Anos atrás seus olhos penetraram tão mansamente a minha alma, me hipnotizaram numa noite de muita música em Porto Alegre. Durante noites tentei desvendá-los e descobri que eles eram apenas turistas na cidade. Tão cedo não retornariam, afinal a distância era grande. E inevitavelmente logo não conseguiria mais sentir o perfume suave que os acompanhava.
Então, arrisquei. Num impulso incontrolável, percorri km de estrada a procura daqueles olhos. Precisava entender esse desejo de reencontrá-los, queria novamente rever o anjo de sorriso fácil que mexeu com meu coração. Levei comigo apenas seu nome, a certeza de que você tinha um bar em algum lugar da sua cidade e dois amigos como testemunhas desta aventura.

“... minha alma se liberta cada vez que eu penso em ti. Vai no fundo da saudade e me traz esses olhos que eu não esqueço nunca mais...” (Jorge Vercilo – Penso em ti)

Rodamos infinitas vezes durante a tarde a sua procura. Quando a noite já ia caindo, quis o destino que encontrássemos uma pista sua num salão de beleza. Onde mais pessoas sabem da vida uma das outras numa cidade relativamente pequena? E lá a sorte me sorriu novamente. O proprietário sabia a quem nos referíamos, nos deu o nome do bar e a localização dele. Era um recado dos céus. Àquela altura meu coração já estava esmagando meu peito, querendo saltar pela boca de tanta alegria. A ansiedade virou uma euforia louca e uma sensação plena de meta atingida, de que toda aquela aventura não tinha sido em vão. Estávamos muito perto de nos reencontrarmos.

Fomos até o local que ainda estava fechado só para ter certeza de que a busca encerrava ali. Era um grande galpão reformado e na fachada o nome indicava se tratar não de um simples bar, mas de algo mais profundo, temático, cultural. A partir daí então pudemos pensar em procurar um lugar para pernoitarmos, afinal a noite seria de festa e já se fazia uma linda primavera em minha vida. Ficamos num hotel no mesmo bairro, tomamos um bom banho e nos preparamos para enfim encontrar novamente seus lindos olhos de Lua. Vesti uma blusa branca que deixava minha tatuagem dos ombros à mostra.
A partir dali era contagem regressiva.

Na chegada ao hotel então o relógio pareceu parar. Ficamos durante muito tempo no quarto bebendo e, no entanto as horas insistiam em não querer passar, a lentidão dos minutos era algo inacreditável.
Ficamos tão eufóricos rindo das aventuras do dia que a sensação era de que todo o dia de procura tinha sido muito mais rápido do que todo aquele tempo de espera no hotel, tamanha era a ansiedade. Um desejo enorme de encontrar novamente com o sorriso que iluminou meu coração.

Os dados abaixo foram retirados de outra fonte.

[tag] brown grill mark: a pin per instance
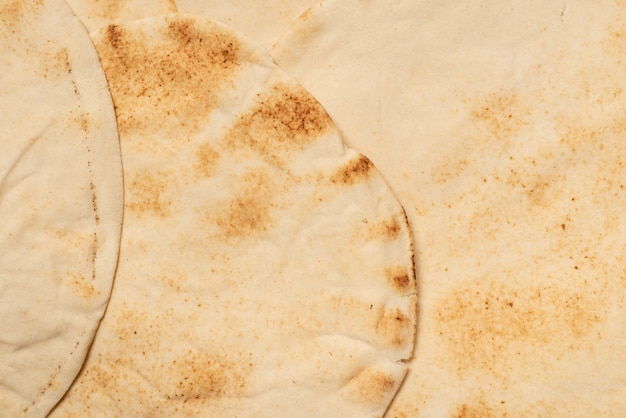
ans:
(284, 119)
(355, 171)
(167, 85)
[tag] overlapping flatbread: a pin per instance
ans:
(265, 270)
(262, 21)
(60, 202)
(501, 127)
(96, 14)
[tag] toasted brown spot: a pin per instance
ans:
(206, 160)
(489, 325)
(197, 375)
(399, 277)
(80, 285)
(13, 13)
(501, 115)
(147, 193)
(283, 120)
(167, 83)
(478, 409)
(394, 326)
(388, 230)
(356, 170)
(371, 386)
(251, 210)
(114, 36)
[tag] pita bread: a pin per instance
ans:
(60, 202)
(264, 268)
(263, 22)
(500, 126)
(96, 14)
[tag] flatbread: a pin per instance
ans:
(262, 21)
(60, 202)
(96, 14)
(500, 126)
(265, 270)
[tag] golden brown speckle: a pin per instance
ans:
(148, 193)
(284, 119)
(371, 386)
(355, 171)
(206, 160)
(251, 210)
(168, 84)
(399, 277)
(394, 326)
(487, 325)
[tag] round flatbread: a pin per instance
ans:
(500, 126)
(265, 269)
(96, 14)
(262, 21)
(60, 202)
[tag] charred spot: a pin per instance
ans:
(355, 171)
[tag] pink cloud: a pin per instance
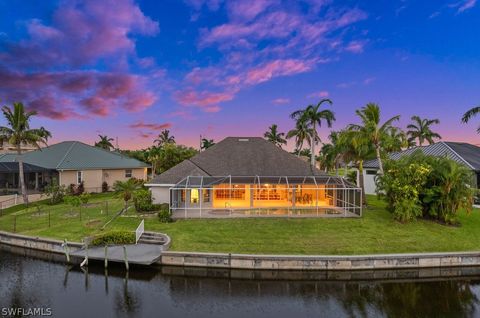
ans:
(277, 68)
(151, 126)
(320, 94)
(202, 99)
(467, 4)
(355, 47)
(280, 101)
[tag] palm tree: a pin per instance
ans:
(275, 137)
(420, 129)
(125, 189)
(371, 128)
(355, 148)
(301, 133)
(206, 143)
(164, 138)
(471, 113)
(313, 116)
(105, 142)
(18, 133)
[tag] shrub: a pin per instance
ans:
(80, 189)
(142, 200)
(104, 186)
(431, 187)
(400, 186)
(164, 216)
(55, 192)
(114, 238)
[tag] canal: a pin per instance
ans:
(35, 280)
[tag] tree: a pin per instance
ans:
(206, 143)
(105, 143)
(420, 129)
(471, 113)
(275, 137)
(371, 128)
(125, 189)
(164, 138)
(313, 116)
(356, 149)
(18, 133)
(301, 133)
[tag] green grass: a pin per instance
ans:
(375, 232)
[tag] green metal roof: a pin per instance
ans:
(75, 155)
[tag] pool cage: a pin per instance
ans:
(243, 196)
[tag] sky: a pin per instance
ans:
(219, 68)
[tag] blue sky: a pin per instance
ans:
(219, 68)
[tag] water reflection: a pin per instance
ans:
(174, 292)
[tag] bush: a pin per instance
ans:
(104, 186)
(164, 216)
(114, 238)
(55, 192)
(142, 200)
(425, 186)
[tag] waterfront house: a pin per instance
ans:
(461, 152)
(69, 162)
(242, 176)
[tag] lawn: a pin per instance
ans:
(375, 232)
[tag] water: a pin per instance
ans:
(30, 282)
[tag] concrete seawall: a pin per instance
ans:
(273, 262)
(288, 262)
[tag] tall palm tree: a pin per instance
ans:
(275, 137)
(18, 133)
(125, 189)
(471, 113)
(372, 129)
(301, 133)
(105, 142)
(355, 148)
(164, 138)
(206, 143)
(313, 116)
(420, 129)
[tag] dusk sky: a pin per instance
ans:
(128, 69)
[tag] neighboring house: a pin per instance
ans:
(251, 176)
(8, 148)
(463, 153)
(70, 162)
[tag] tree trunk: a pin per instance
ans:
(361, 182)
(21, 176)
(380, 164)
(312, 148)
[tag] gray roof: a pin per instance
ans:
(239, 156)
(463, 153)
(75, 155)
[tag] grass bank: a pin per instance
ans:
(375, 232)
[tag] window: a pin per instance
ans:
(206, 195)
(224, 192)
(79, 177)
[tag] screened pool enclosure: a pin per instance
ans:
(243, 196)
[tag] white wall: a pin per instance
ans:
(160, 194)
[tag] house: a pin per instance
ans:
(242, 176)
(463, 153)
(70, 162)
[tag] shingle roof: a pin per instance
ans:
(463, 153)
(75, 155)
(239, 156)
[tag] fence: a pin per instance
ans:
(81, 219)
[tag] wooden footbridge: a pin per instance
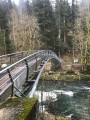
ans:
(23, 71)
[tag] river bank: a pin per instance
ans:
(65, 76)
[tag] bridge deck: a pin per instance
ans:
(5, 80)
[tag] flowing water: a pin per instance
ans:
(68, 99)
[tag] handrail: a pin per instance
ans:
(24, 59)
(18, 53)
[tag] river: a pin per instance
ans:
(67, 99)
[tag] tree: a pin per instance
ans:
(43, 10)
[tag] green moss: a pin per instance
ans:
(27, 107)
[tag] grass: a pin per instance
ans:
(27, 107)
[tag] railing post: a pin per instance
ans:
(36, 61)
(10, 76)
(22, 55)
(10, 59)
(27, 69)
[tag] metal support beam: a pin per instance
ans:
(11, 79)
(19, 91)
(27, 69)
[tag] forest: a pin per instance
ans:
(37, 24)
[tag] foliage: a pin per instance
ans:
(71, 72)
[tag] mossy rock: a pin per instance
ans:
(24, 108)
(61, 118)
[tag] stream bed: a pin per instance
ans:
(67, 99)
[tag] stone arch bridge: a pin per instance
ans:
(23, 72)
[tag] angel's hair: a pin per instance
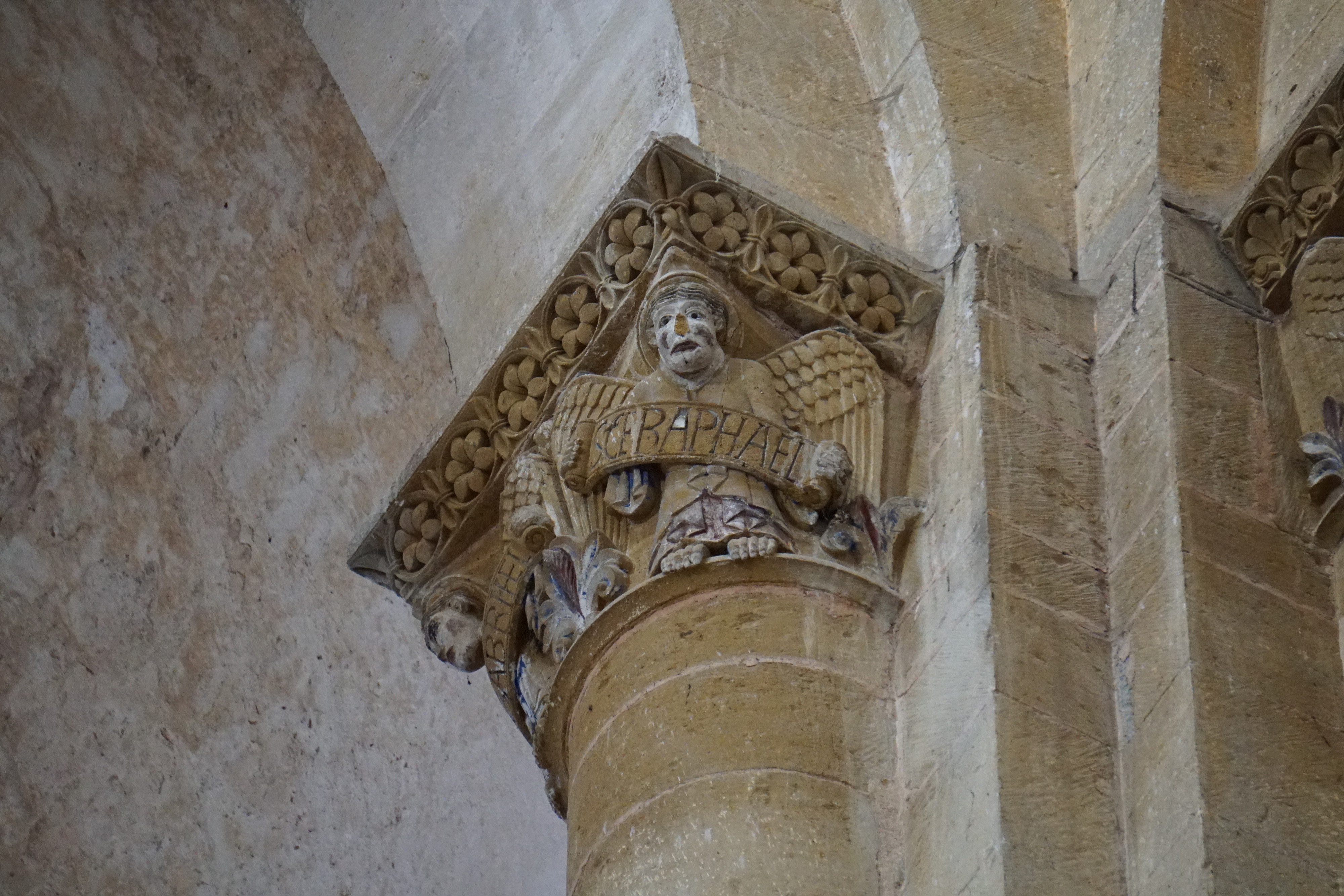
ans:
(689, 289)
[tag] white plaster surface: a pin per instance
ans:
(216, 355)
(503, 128)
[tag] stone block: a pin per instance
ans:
(1022, 37)
(946, 694)
(718, 721)
(1033, 569)
(810, 627)
(1116, 104)
(954, 820)
(1096, 25)
(1049, 382)
(1114, 198)
(913, 117)
(1161, 785)
(1179, 870)
(1247, 640)
(1195, 254)
(1058, 803)
(1152, 651)
(1139, 465)
(885, 33)
(760, 832)
(1154, 555)
(1044, 483)
(1048, 663)
(956, 492)
(937, 610)
(1030, 213)
(952, 378)
(1302, 54)
(1212, 89)
(1221, 438)
(1001, 112)
(1038, 300)
(1241, 864)
(814, 80)
(1132, 363)
(1255, 550)
(1271, 774)
(835, 176)
(1213, 339)
(929, 215)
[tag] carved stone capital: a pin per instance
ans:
(1295, 203)
(687, 464)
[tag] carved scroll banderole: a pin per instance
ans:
(693, 433)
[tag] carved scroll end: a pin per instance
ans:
(451, 610)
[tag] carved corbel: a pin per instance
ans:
(1295, 203)
(450, 610)
(584, 465)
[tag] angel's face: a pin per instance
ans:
(686, 336)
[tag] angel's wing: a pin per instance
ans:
(833, 389)
(584, 402)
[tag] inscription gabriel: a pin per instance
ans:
(705, 437)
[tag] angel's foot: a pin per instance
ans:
(683, 558)
(753, 546)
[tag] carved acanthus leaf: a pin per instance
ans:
(1327, 451)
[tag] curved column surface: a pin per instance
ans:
(717, 734)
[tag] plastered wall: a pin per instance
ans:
(216, 351)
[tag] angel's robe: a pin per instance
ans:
(710, 504)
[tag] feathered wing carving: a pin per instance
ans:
(577, 410)
(833, 390)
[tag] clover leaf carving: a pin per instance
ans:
(1327, 451)
(471, 461)
(794, 262)
(1320, 168)
(417, 535)
(525, 387)
(870, 301)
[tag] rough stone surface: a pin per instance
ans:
(216, 348)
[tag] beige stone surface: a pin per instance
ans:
(1303, 51)
(749, 764)
(214, 347)
(1058, 803)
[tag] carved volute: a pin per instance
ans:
(698, 424)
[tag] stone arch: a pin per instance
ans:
(779, 88)
(976, 96)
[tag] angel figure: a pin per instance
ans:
(713, 503)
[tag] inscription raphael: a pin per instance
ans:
(714, 426)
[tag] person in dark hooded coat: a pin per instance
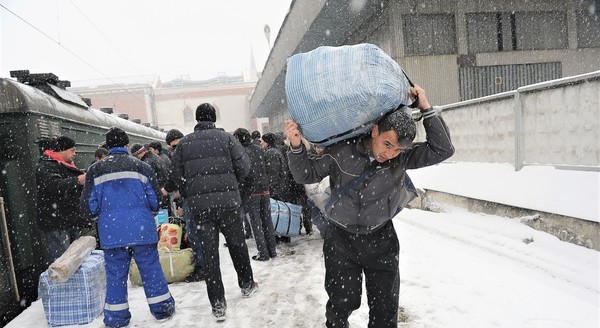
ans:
(254, 190)
(360, 240)
(208, 165)
(59, 186)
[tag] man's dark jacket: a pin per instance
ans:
(159, 167)
(368, 207)
(256, 182)
(58, 192)
(207, 167)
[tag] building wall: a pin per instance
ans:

Enfim chegava a hora. Ao entrar no bar nos deparamos com um lugar bastante aconchegante, diferente e alternativo. Pelo carinho na decoração era notório perceber que a arte e a cultura brindavam nossos olhos numa mistura suave de beleza e delicadeza, se tratava de um local de um artista plástico extremamente cuidadoso, onde as antiguidades se fizeram predominantes.
Tudo bastante acolhedor, simples, mas com uma sensibilidade perceptível em cada detalhe, em cada peça escolhida e premeditadamente bem colocada em cada ambiente.
Estávamos no lugar certo. Nos acomodamos, pedimos uma bebida e admiramos tudo em volta. Mas faltava alguma coisa. Faltavam os seus olhos de Lua. Onde estariam?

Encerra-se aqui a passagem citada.